Contabilizados os gastos com a
construção da torre, os vinhedos de Abrahan haviam diminuído um
pouco em extensão e eram menos numerosas suas ovelhas. Mas nada
disso o preocupava, nada disso importava, pois seu comércio com o
Oriente florescia como sempre, as ovelhas continuavam férteis, ele
confiava em Deus e em sua boa fortuna e, acima de tudo, agora ele
tinha um herdeiro, agora seu sangue não morreria, sua casa e seus
campos seriam, um dia, os campos e a casa de Isaac, seu filho.
Mal porém eram cessados os cânticos da
festa e eis que Sarah, vestindo amarelo, a cor das notícias gozosas,
vai a Abrahan e anuncia:
-Abrahan!
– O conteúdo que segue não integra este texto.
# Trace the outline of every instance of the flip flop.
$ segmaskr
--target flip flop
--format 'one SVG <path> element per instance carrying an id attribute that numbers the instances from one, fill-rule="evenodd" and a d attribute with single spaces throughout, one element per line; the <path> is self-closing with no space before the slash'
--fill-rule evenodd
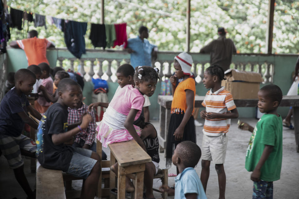
<path id="1" fill-rule="evenodd" d="M 156 199 L 156 198 L 150 198 L 146 197 L 146 196 L 145 196 L 145 193 L 143 193 L 143 199 Z"/>
<path id="2" fill-rule="evenodd" d="M 285 122 L 282 122 L 282 126 L 284 127 L 287 127 L 290 129 L 294 129 L 294 127 L 292 125 L 292 123 L 290 123 L 290 125 L 288 125 Z"/>

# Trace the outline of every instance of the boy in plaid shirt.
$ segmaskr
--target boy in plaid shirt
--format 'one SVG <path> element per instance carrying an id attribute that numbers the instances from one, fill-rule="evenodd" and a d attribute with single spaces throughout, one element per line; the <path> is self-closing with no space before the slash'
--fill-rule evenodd
<path id="1" fill-rule="evenodd" d="M 79 101 L 76 107 L 74 109 L 68 108 L 69 115 L 68 117 L 68 123 L 69 124 L 76 123 L 80 123 L 82 117 L 86 113 L 88 112 L 88 106 L 82 102 L 83 95 L 82 93 L 79 98 Z M 97 144 L 94 142 L 94 138 L 96 134 L 96 124 L 95 121 L 94 113 L 92 110 L 89 113 L 93 117 L 93 120 L 89 123 L 88 127 L 80 133 L 77 134 L 75 137 L 74 147 L 78 147 L 87 149 L 90 149 L 95 152 L 97 152 Z M 102 160 L 107 160 L 107 155 L 103 151 L 102 152 Z"/>

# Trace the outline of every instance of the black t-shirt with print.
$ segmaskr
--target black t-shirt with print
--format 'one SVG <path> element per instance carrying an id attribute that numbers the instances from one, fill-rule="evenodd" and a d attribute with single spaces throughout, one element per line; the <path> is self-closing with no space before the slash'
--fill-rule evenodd
<path id="1" fill-rule="evenodd" d="M 53 134 L 68 131 L 67 109 L 58 103 L 49 107 L 39 125 L 36 141 L 36 155 L 40 164 L 45 168 L 68 170 L 74 148 L 64 144 L 55 145 L 52 141 Z"/>

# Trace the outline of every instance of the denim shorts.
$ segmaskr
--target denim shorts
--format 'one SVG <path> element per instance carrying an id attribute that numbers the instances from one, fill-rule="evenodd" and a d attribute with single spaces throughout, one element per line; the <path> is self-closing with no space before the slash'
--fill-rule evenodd
<path id="1" fill-rule="evenodd" d="M 97 160 L 90 157 L 93 152 L 91 150 L 78 147 L 74 149 L 73 157 L 66 173 L 86 179 Z"/>

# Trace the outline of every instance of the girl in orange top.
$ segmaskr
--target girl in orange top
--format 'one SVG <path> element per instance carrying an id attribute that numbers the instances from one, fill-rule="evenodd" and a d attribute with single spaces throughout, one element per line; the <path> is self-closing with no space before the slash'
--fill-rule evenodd
<path id="1" fill-rule="evenodd" d="M 174 58 L 174 75 L 171 76 L 173 98 L 169 123 L 166 151 L 166 165 L 171 165 L 171 157 L 177 145 L 183 141 L 196 143 L 194 124 L 195 81 L 192 78 L 191 67 L 193 61 L 191 55 L 183 52 Z M 176 88 L 176 79 L 183 78 Z M 178 174 L 177 168 L 177 174 Z"/>

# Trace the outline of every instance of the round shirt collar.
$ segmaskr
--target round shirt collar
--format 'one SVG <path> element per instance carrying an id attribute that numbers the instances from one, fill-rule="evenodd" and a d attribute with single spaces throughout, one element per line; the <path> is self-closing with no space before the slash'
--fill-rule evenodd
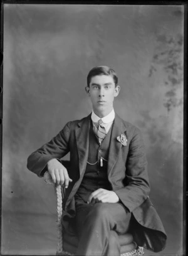
<path id="1" fill-rule="evenodd" d="M 113 122 L 114 119 L 115 119 L 115 112 L 113 109 L 112 109 L 112 110 L 111 111 L 110 113 L 109 113 L 107 115 L 106 115 L 105 117 L 103 117 L 103 118 L 100 118 L 99 117 L 98 115 L 96 115 L 96 114 L 94 113 L 94 111 L 92 110 L 92 113 L 91 113 L 91 120 L 93 122 L 98 122 L 98 121 L 100 119 L 102 119 L 103 122 L 105 124 L 108 124 L 111 122 Z"/>

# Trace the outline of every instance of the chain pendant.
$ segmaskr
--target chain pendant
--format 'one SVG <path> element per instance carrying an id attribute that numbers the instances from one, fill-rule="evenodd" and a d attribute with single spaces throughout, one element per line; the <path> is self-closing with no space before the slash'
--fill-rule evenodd
<path id="1" fill-rule="evenodd" d="M 100 166 L 102 167 L 103 166 L 103 159 L 102 157 L 100 157 Z"/>

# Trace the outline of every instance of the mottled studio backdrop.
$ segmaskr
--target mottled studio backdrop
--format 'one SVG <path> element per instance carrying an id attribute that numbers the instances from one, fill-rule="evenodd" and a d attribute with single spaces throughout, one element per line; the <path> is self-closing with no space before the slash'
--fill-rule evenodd
<path id="1" fill-rule="evenodd" d="M 183 7 L 4 7 L 1 253 L 55 254 L 54 190 L 27 169 L 27 157 L 90 112 L 86 77 L 107 65 L 121 86 L 115 110 L 145 140 L 150 198 L 168 235 L 157 255 L 180 255 Z"/>

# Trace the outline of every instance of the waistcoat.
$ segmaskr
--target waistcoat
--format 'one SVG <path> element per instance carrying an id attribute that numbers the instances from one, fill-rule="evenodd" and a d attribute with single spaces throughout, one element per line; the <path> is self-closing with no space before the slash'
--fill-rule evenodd
<path id="1" fill-rule="evenodd" d="M 76 201 L 86 203 L 90 194 L 98 188 L 112 190 L 108 179 L 107 165 L 113 124 L 100 146 L 93 131 L 91 121 L 89 135 L 89 152 L 85 173 L 75 196 Z"/>

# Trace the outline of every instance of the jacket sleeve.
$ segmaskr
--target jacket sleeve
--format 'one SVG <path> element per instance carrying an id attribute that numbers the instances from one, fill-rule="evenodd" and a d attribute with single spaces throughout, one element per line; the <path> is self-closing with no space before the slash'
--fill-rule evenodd
<path id="1" fill-rule="evenodd" d="M 142 205 L 150 193 L 145 147 L 138 128 L 135 128 L 130 144 L 125 167 L 125 186 L 115 192 L 132 212 Z"/>
<path id="2" fill-rule="evenodd" d="M 60 159 L 70 151 L 68 142 L 70 124 L 71 122 L 67 123 L 64 128 L 49 142 L 33 152 L 28 157 L 27 168 L 29 170 L 36 173 L 39 177 L 42 177 L 48 161 L 53 158 L 60 161 Z"/>

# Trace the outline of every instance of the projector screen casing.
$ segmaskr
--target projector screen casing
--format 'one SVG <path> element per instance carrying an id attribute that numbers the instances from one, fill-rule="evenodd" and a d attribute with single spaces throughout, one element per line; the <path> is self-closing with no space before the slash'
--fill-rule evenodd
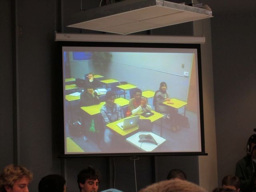
<path id="1" fill-rule="evenodd" d="M 106 37 L 106 38 L 107 37 Z M 149 37 L 150 37 L 150 36 Z M 63 121 L 64 122 L 64 128 L 63 129 L 63 138 L 64 138 L 63 140 L 63 151 L 62 153 L 62 156 L 64 157 L 72 157 L 72 156 L 132 156 L 132 155 L 206 155 L 206 153 L 205 152 L 204 149 L 204 122 L 203 122 L 203 105 L 202 105 L 202 77 L 201 77 L 201 59 L 200 59 L 200 45 L 199 44 L 171 44 L 171 43 L 133 43 L 132 42 L 132 37 L 131 38 L 131 42 L 65 42 L 65 41 L 59 41 L 58 42 L 58 51 L 59 53 L 58 55 L 60 56 L 60 63 L 62 63 L 63 62 L 63 51 L 62 51 L 62 48 L 63 47 L 65 47 L 66 48 L 66 50 L 69 50 L 68 51 L 70 51 L 70 50 L 72 50 L 73 48 L 72 48 L 76 47 L 74 48 L 73 51 L 77 51 L 79 50 L 82 50 L 83 49 L 83 47 L 86 47 L 88 48 L 89 48 L 90 49 L 90 48 L 93 48 L 93 49 L 96 48 L 97 49 L 97 48 L 99 48 L 100 49 L 105 49 L 105 48 L 110 48 L 110 49 L 114 48 L 119 48 L 117 49 L 117 51 L 122 51 L 122 49 L 124 49 L 124 50 L 132 50 L 133 48 L 134 48 L 136 50 L 138 51 L 138 50 L 142 49 L 144 50 L 144 49 L 156 49 L 159 50 L 164 50 L 166 49 L 178 49 L 178 50 L 179 50 L 179 49 L 181 49 L 181 50 L 185 50 L 185 49 L 191 49 L 194 50 L 196 50 L 196 52 L 197 54 L 197 68 L 196 70 L 197 71 L 197 86 L 198 88 L 198 93 L 197 96 L 198 97 L 198 100 L 199 101 L 199 102 L 198 104 L 198 110 L 200 111 L 200 112 L 197 114 L 198 116 L 198 119 L 200 119 L 200 122 L 198 122 L 199 124 L 200 124 L 200 128 L 198 130 L 199 132 L 199 134 L 200 136 L 200 142 L 199 142 L 200 146 L 199 148 L 200 148 L 200 151 L 172 151 L 170 150 L 170 151 L 164 151 L 162 152 L 159 152 L 158 151 L 156 152 L 152 151 L 151 152 L 145 152 L 145 151 L 141 151 L 141 152 L 138 152 L 138 150 L 135 150 L 134 152 L 93 152 L 92 153 L 86 153 L 86 151 L 84 152 L 67 152 L 66 150 L 66 146 L 65 146 L 65 145 L 66 145 L 66 137 L 67 135 L 66 135 L 66 131 L 65 131 L 65 129 L 68 129 L 67 127 L 65 127 L 65 124 L 67 124 L 67 121 L 68 120 L 67 118 L 67 117 L 66 118 L 64 117 L 64 115 L 63 116 Z M 86 50 L 88 50 L 87 49 Z M 153 50 L 153 49 L 152 50 Z M 151 50 L 151 51 L 153 51 Z M 134 67 L 134 66 L 133 66 Z M 145 67 L 144 66 L 143 67 Z M 182 67 L 181 66 L 181 67 Z M 62 70 L 65 71 L 64 67 L 63 67 Z M 152 69 L 151 70 L 152 70 Z M 89 71 L 87 71 L 87 72 L 89 72 Z M 158 72 L 161 72 L 158 71 Z M 86 73 L 85 72 L 84 73 Z M 63 79 L 62 79 L 62 84 L 63 86 L 62 87 L 65 87 L 65 79 L 67 78 L 66 77 L 65 77 L 65 74 L 63 74 L 64 75 L 63 76 Z M 190 75 L 190 74 L 189 74 Z M 124 78 L 124 79 L 125 78 Z M 122 81 L 123 79 L 122 80 L 120 80 L 120 81 Z M 161 82 L 162 81 L 161 78 L 159 77 L 158 78 L 156 78 L 156 81 L 157 81 L 157 84 L 158 84 L 158 87 L 157 88 L 154 89 L 154 90 L 153 90 L 154 91 L 156 91 L 156 90 L 158 89 L 159 88 L 159 85 L 160 84 L 160 82 Z M 128 83 L 130 83 L 130 82 L 128 82 Z M 134 83 L 134 82 L 133 82 Z M 173 86 L 173 85 L 172 85 L 171 82 L 166 82 L 168 86 L 168 90 L 171 87 Z M 131 83 L 132 84 L 135 84 L 134 83 Z M 147 85 L 145 85 L 144 87 L 147 87 Z M 144 88 L 143 86 L 140 86 L 140 87 L 138 87 L 139 88 L 142 89 L 142 91 L 144 90 L 144 89 L 148 89 L 146 88 Z M 63 90 L 61 91 L 62 93 L 64 93 L 64 95 L 65 94 L 65 91 L 64 90 L 64 88 L 63 88 Z M 129 90 L 126 91 L 126 93 L 128 93 Z M 170 95 L 172 95 L 172 92 L 169 93 Z M 128 93 L 127 93 L 128 94 Z M 63 97 L 63 103 L 64 104 L 64 107 L 63 107 L 63 114 L 64 114 L 65 113 L 65 110 L 66 110 L 66 108 L 67 107 L 67 101 L 65 100 L 65 95 L 64 95 Z M 148 99 L 148 100 L 150 99 Z M 162 120 L 165 120 L 164 119 L 162 119 Z M 181 130 L 181 131 L 184 131 L 184 130 L 186 130 L 186 128 L 180 128 L 180 129 Z M 188 130 L 189 130 L 190 128 L 188 128 Z M 172 133 L 172 130 L 164 130 L 164 131 L 170 131 Z M 174 132 L 172 133 L 174 134 L 176 134 L 177 132 Z M 134 133 L 135 134 L 135 133 Z M 186 135 L 186 134 L 185 134 Z M 129 136 L 130 136 L 129 135 Z M 191 138 L 190 138 L 189 136 L 188 136 L 187 138 L 184 138 L 184 139 L 185 140 L 189 140 L 192 139 Z M 126 143 L 126 144 L 127 144 Z M 182 145 L 183 143 L 182 142 L 180 143 L 180 145 Z M 79 144 L 78 144 L 79 146 Z M 160 146 L 160 145 L 157 147 Z M 134 146 L 133 146 L 134 147 Z M 136 147 L 135 147 L 136 148 Z M 138 148 L 136 149 L 138 149 Z"/>

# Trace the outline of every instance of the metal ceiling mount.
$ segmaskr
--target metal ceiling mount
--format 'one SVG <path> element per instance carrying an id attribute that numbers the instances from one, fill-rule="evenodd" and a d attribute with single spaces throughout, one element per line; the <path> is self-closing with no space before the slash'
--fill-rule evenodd
<path id="1" fill-rule="evenodd" d="M 74 17 L 76 23 L 68 26 L 127 34 L 212 17 L 210 9 L 162 0 L 128 0 L 80 12 Z"/>

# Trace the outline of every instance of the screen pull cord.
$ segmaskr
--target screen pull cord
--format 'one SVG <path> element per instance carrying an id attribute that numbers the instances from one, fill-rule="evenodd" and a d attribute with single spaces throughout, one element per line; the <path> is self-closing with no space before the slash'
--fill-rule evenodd
<path id="1" fill-rule="evenodd" d="M 130 159 L 131 160 L 133 160 L 134 162 L 134 176 L 135 178 L 135 188 L 136 189 L 136 192 L 137 192 L 137 179 L 136 178 L 136 166 L 135 164 L 135 161 L 136 160 L 138 160 L 140 159 L 140 158 L 137 156 L 133 156 L 132 157 L 130 157 Z"/>
<path id="2" fill-rule="evenodd" d="M 115 161 L 115 157 L 113 158 L 113 185 L 114 188 L 116 188 L 116 162 Z"/>

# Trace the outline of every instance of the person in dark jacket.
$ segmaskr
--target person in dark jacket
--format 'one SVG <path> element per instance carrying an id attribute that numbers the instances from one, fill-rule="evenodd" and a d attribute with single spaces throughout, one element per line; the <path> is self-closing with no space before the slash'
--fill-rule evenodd
<path id="1" fill-rule="evenodd" d="M 92 85 L 88 85 L 80 96 L 82 106 L 96 105 L 100 103 L 97 93 L 94 91 Z"/>
<path id="2" fill-rule="evenodd" d="M 236 167 L 236 176 L 240 180 L 243 192 L 256 192 L 256 134 L 252 135 L 247 142 L 247 155 L 238 161 Z"/>

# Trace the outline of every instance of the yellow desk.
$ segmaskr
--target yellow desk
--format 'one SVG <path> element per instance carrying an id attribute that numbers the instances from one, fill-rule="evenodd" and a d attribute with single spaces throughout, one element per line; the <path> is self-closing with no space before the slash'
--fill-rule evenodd
<path id="1" fill-rule="evenodd" d="M 148 90 L 142 92 L 142 96 L 146 98 L 149 98 L 153 97 L 154 95 L 155 95 L 155 92 L 153 91 Z"/>
<path id="2" fill-rule="evenodd" d="M 118 104 L 121 107 L 128 105 L 129 101 L 124 98 L 118 98 L 115 99 L 115 103 Z M 86 107 L 82 107 L 81 108 L 86 113 L 91 115 L 96 115 L 100 112 L 100 109 L 105 104 L 105 102 L 101 102 L 98 105 L 91 105 Z"/>
<path id="3" fill-rule="evenodd" d="M 84 152 L 84 150 L 69 137 L 66 138 L 66 145 L 68 152 Z"/>
<path id="4" fill-rule="evenodd" d="M 169 102 L 172 102 L 173 103 L 173 104 L 170 104 L 167 103 Z M 168 106 L 173 107 L 176 109 L 179 109 L 181 107 L 184 106 L 184 116 L 186 115 L 186 105 L 188 104 L 188 103 L 184 101 L 181 101 L 177 99 L 171 99 L 170 101 L 165 101 L 163 103 Z"/>
<path id="5" fill-rule="evenodd" d="M 156 120 L 159 119 L 162 117 L 164 117 L 164 116 L 160 113 L 158 113 L 154 111 L 151 111 L 151 112 L 154 113 L 154 115 L 152 116 L 150 116 L 148 117 L 145 117 L 141 115 L 140 116 L 140 119 L 149 119 L 151 122 L 153 122 Z M 127 134 L 129 134 L 129 133 L 131 133 L 132 132 L 133 132 L 134 131 L 137 130 L 138 129 L 138 126 L 133 127 L 132 128 L 130 128 L 130 129 L 126 129 L 126 130 L 123 130 L 121 128 L 120 128 L 118 126 L 116 125 L 116 124 L 119 123 L 121 122 L 122 122 L 124 121 L 124 120 L 129 118 L 129 117 L 124 118 L 120 120 L 118 120 L 118 121 L 115 121 L 114 122 L 112 122 L 112 123 L 109 123 L 106 126 L 111 129 L 112 130 L 115 131 L 117 133 L 120 134 L 122 136 L 124 136 L 125 135 L 127 135 Z"/>
<path id="6" fill-rule="evenodd" d="M 115 80 L 114 79 L 106 79 L 106 80 L 102 80 L 100 81 L 100 82 L 102 82 L 103 83 L 105 83 L 105 84 L 110 84 L 110 83 L 116 83 L 116 82 L 119 82 L 119 81 L 118 81 L 117 80 Z"/>
<path id="7" fill-rule="evenodd" d="M 65 82 L 70 82 L 70 81 L 75 81 L 76 80 L 76 79 L 74 78 L 68 78 L 67 79 L 65 79 Z"/>
<path id="8" fill-rule="evenodd" d="M 104 77 L 104 76 L 102 76 L 100 75 L 94 75 L 94 78 L 101 78 L 102 77 Z"/>
<path id="9" fill-rule="evenodd" d="M 118 123 L 120 123 L 121 122 L 123 122 L 124 120 L 127 118 L 129 118 L 129 117 L 124 118 L 120 120 L 115 121 L 114 122 L 112 122 L 112 123 L 109 123 L 108 124 L 106 125 L 106 126 L 107 127 L 109 127 L 112 130 L 115 131 L 117 133 L 120 134 L 122 136 L 124 136 L 125 135 L 127 135 L 127 134 L 129 134 L 129 133 L 131 133 L 132 132 L 133 132 L 134 131 L 136 131 L 136 130 L 138 130 L 139 129 L 139 128 L 138 126 L 130 128 L 130 129 L 126 129 L 125 130 L 123 130 L 121 128 L 120 128 L 118 126 L 116 125 L 116 124 Z"/>
<path id="10" fill-rule="evenodd" d="M 80 96 L 72 96 L 70 95 L 67 95 L 65 96 L 66 100 L 68 101 L 76 101 L 80 99 Z"/>
<path id="11" fill-rule="evenodd" d="M 129 90 L 129 89 L 133 89 L 134 88 L 137 88 L 137 86 L 135 85 L 131 85 L 130 84 L 125 84 L 124 85 L 120 85 L 116 86 L 116 87 L 118 87 L 120 89 L 122 89 L 124 90 L 124 97 L 125 99 L 125 90 Z"/>
<path id="12" fill-rule="evenodd" d="M 66 85 L 65 86 L 65 90 L 71 90 L 71 89 L 79 89 L 79 88 L 76 86 L 75 84 L 71 85 Z"/>

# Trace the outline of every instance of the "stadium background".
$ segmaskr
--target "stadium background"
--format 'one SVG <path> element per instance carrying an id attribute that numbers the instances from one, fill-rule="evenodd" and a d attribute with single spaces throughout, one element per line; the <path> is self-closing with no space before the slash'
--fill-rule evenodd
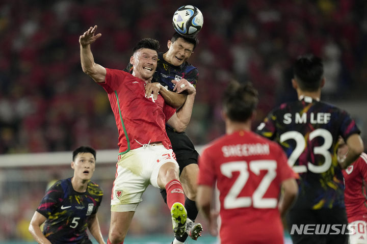
<path id="1" fill-rule="evenodd" d="M 324 61 L 322 99 L 350 113 L 365 144 L 364 0 L 0 0 L 0 242 L 32 240 L 28 224 L 47 184 L 71 176 L 71 151 L 81 145 L 97 150 L 93 180 L 105 193 L 98 215 L 107 236 L 117 131 L 104 91 L 82 71 L 78 37 L 98 25 L 96 62 L 122 69 L 142 37 L 157 39 L 166 50 L 172 15 L 186 4 L 204 16 L 190 59 L 200 73 L 187 130 L 195 145 L 224 133 L 221 92 L 232 79 L 251 81 L 259 91 L 254 126 L 274 106 L 296 99 L 291 65 L 307 52 Z M 150 187 L 126 243 L 147 235 L 142 242 L 169 243 L 168 214 Z M 207 232 L 202 240 L 216 241 Z"/>

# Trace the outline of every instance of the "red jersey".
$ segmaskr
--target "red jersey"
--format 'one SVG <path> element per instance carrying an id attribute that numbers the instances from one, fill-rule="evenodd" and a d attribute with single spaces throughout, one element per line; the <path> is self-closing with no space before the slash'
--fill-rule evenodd
<path id="1" fill-rule="evenodd" d="M 105 82 L 119 133 L 119 154 L 150 142 L 171 148 L 166 122 L 176 110 L 159 94 L 156 100 L 145 97 L 145 82 L 122 70 L 106 69 Z"/>
<path id="2" fill-rule="evenodd" d="M 199 157 L 198 183 L 219 192 L 222 243 L 282 243 L 281 182 L 295 178 L 275 142 L 251 131 L 224 135 Z"/>
<path id="3" fill-rule="evenodd" d="M 348 223 L 357 220 L 367 221 L 367 154 L 362 153 L 359 157 L 343 170 L 345 184 L 344 201 Z"/>

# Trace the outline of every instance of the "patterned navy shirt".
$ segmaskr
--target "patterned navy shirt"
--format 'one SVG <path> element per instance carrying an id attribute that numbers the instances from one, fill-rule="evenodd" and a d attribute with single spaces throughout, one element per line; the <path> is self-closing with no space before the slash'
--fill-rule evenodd
<path id="1" fill-rule="evenodd" d="M 97 213 L 102 196 L 101 189 L 92 181 L 85 193 L 74 190 L 71 178 L 56 182 L 36 210 L 47 218 L 43 227 L 46 238 L 53 243 L 91 243 L 87 223 Z"/>
<path id="2" fill-rule="evenodd" d="M 277 142 L 296 173 L 299 196 L 293 208 L 344 208 L 344 184 L 337 160 L 339 135 L 359 133 L 349 115 L 309 97 L 274 109 L 257 133 Z"/>

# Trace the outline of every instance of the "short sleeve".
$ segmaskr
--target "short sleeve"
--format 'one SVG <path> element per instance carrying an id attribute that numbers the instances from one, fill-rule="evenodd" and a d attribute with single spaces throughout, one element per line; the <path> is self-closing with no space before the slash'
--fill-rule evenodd
<path id="1" fill-rule="evenodd" d="M 123 84 L 127 75 L 130 74 L 123 70 L 106 68 L 104 82 L 98 84 L 102 86 L 108 93 L 112 93 Z"/>
<path id="2" fill-rule="evenodd" d="M 256 132 L 263 137 L 272 140 L 275 137 L 276 127 L 275 120 L 276 117 L 274 115 L 275 111 L 270 112 L 256 128 Z"/>
<path id="3" fill-rule="evenodd" d="M 36 211 L 48 218 L 59 207 L 59 200 L 63 199 L 63 195 L 61 181 L 59 181 L 47 191 Z"/>

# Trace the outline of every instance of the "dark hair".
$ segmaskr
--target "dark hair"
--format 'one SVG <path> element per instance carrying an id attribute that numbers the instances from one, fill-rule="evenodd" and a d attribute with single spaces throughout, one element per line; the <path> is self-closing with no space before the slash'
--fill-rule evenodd
<path id="1" fill-rule="evenodd" d="M 231 82 L 223 95 L 223 110 L 232 121 L 245 122 L 256 109 L 257 96 L 257 91 L 251 83 Z"/>
<path id="2" fill-rule="evenodd" d="M 173 43 L 173 42 L 176 41 L 177 39 L 180 38 L 183 39 L 185 40 L 185 41 L 189 42 L 189 43 L 193 44 L 194 48 L 193 48 L 193 50 L 195 50 L 195 47 L 196 47 L 196 44 L 199 43 L 199 39 L 197 37 L 196 37 L 196 36 L 193 36 L 192 37 L 185 37 L 184 36 L 181 36 L 177 32 L 175 32 L 173 35 L 172 35 L 172 36 L 171 38 L 171 41 Z"/>
<path id="3" fill-rule="evenodd" d="M 293 72 L 301 90 L 307 92 L 317 91 L 324 76 L 322 60 L 313 55 L 300 56 L 295 62 Z"/>
<path id="4" fill-rule="evenodd" d="M 151 49 L 158 53 L 159 48 L 159 42 L 156 40 L 149 38 L 143 38 L 133 49 L 133 53 L 135 53 L 136 51 L 142 48 Z"/>
<path id="5" fill-rule="evenodd" d="M 84 152 L 90 152 L 93 154 L 93 156 L 94 156 L 94 159 L 97 159 L 97 158 L 96 157 L 95 150 L 90 147 L 82 146 L 81 147 L 78 147 L 73 152 L 73 161 L 74 161 L 75 157 L 76 157 L 76 156 L 79 153 L 83 153 Z"/>

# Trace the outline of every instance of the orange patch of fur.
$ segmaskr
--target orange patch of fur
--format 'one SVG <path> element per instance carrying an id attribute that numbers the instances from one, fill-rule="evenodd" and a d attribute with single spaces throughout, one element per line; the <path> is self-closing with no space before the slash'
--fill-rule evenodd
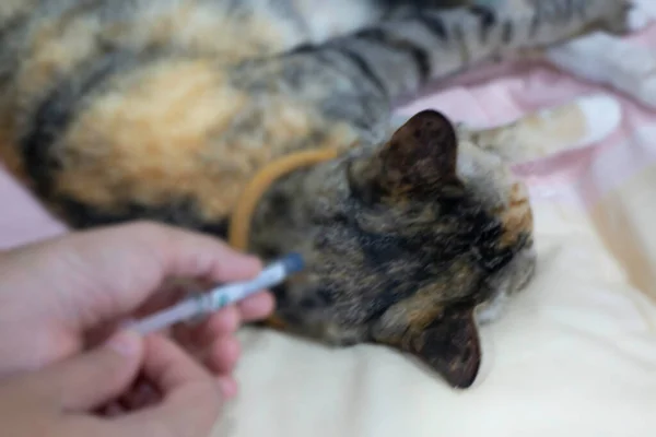
<path id="1" fill-rule="evenodd" d="M 234 128 L 249 118 L 253 130 Z M 317 126 L 312 108 L 285 96 L 258 106 L 210 60 L 165 61 L 121 78 L 80 114 L 63 139 L 58 191 L 108 211 L 187 198 L 201 218 L 222 218 L 259 168 Z M 349 146 L 348 131 L 327 133 L 317 146 Z"/>

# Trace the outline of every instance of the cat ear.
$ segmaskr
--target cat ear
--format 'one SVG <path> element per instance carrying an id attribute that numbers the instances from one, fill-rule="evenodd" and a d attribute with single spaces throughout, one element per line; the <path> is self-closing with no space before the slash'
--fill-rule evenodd
<path id="1" fill-rule="evenodd" d="M 378 154 L 378 181 L 389 192 L 434 191 L 456 180 L 458 141 L 443 114 L 426 109 L 412 116 Z"/>
<path id="2" fill-rule="evenodd" d="M 406 349 L 440 373 L 452 387 L 470 387 L 481 365 L 473 307 L 445 309 L 426 328 L 410 334 Z"/>

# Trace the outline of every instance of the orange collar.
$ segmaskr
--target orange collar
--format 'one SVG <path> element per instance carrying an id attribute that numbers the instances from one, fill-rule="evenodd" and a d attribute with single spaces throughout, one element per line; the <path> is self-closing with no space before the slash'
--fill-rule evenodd
<path id="1" fill-rule="evenodd" d="M 246 185 L 230 218 L 229 244 L 236 250 L 248 248 L 248 234 L 253 213 L 262 194 L 280 177 L 297 168 L 336 158 L 339 151 L 332 147 L 296 152 L 272 161 L 262 167 Z"/>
Abrahan! Aconteceu
novamente, Abrahan! Não sei como, mas é fato. Outra semente cresce
em meu ventre. Vamos ter outro filho, Abrahan...
E assim foi, ou assim ficou registrado
e dado como verdade, e nasceu Samuel.
Abrahan exultou: tinha agora dois e
não apenas um herdeiro.
E seguiram-se os ritos e as festas do
nascimento e Abrahan, mandando convocar os mesmos artesãos mudèjars,
iniciou a construção da nova torre, na ala sul da casa, ordenando
que em tudo ela fosse idêntica à primeira, em cada detalhe em cada
ornamento, pois não queria que Samuel, seu segundo filho, viesse
algum dia a dizer que a torre de seu irmão Isaac era mais alta, ou
mais rica, ou mais nobre.
Mais uma vez as caravanas se
movimentaram e trouxeram do Oriente as finas pedrarias, o alvo
alabastro, o amarelo do âmbar. Sangraram novamente as árvores do
Turcomenistão para prover madeiras finas e exóticas e sangraram os
cofres de Abrahan, diminuindo em muito a extensão de seus vinhedos,
e tornando ainda menores seus rebanhos. E foi mais lenta a
construção da torre.
Soprava o Garbí, vento afável,
de caráter suave e morno e, orgulhoso por haver cumprido sua
promessa, fitava Abrahan a torre recém-erguida, comparando-a com a
primeira e não encontrando reparo a fazer no extraordinário trabalho
executado. As torres eram idênticas e magníficas e Abrahan se encheu
da certeza de haver cumprido a vontade do Senhor.
O sol se punha na imensa extensão do
mar. As primeiras estrelas pontilhavam o céu e Abrahan, abrindo os
braços em atitude de submissão, cantou o Smechin Bezetan, a prece de
agradecimento:
“Alegres estão as estrelas ao sair
e exultantes ao se por;
cumprem obedientes a vontade de seu Senhor.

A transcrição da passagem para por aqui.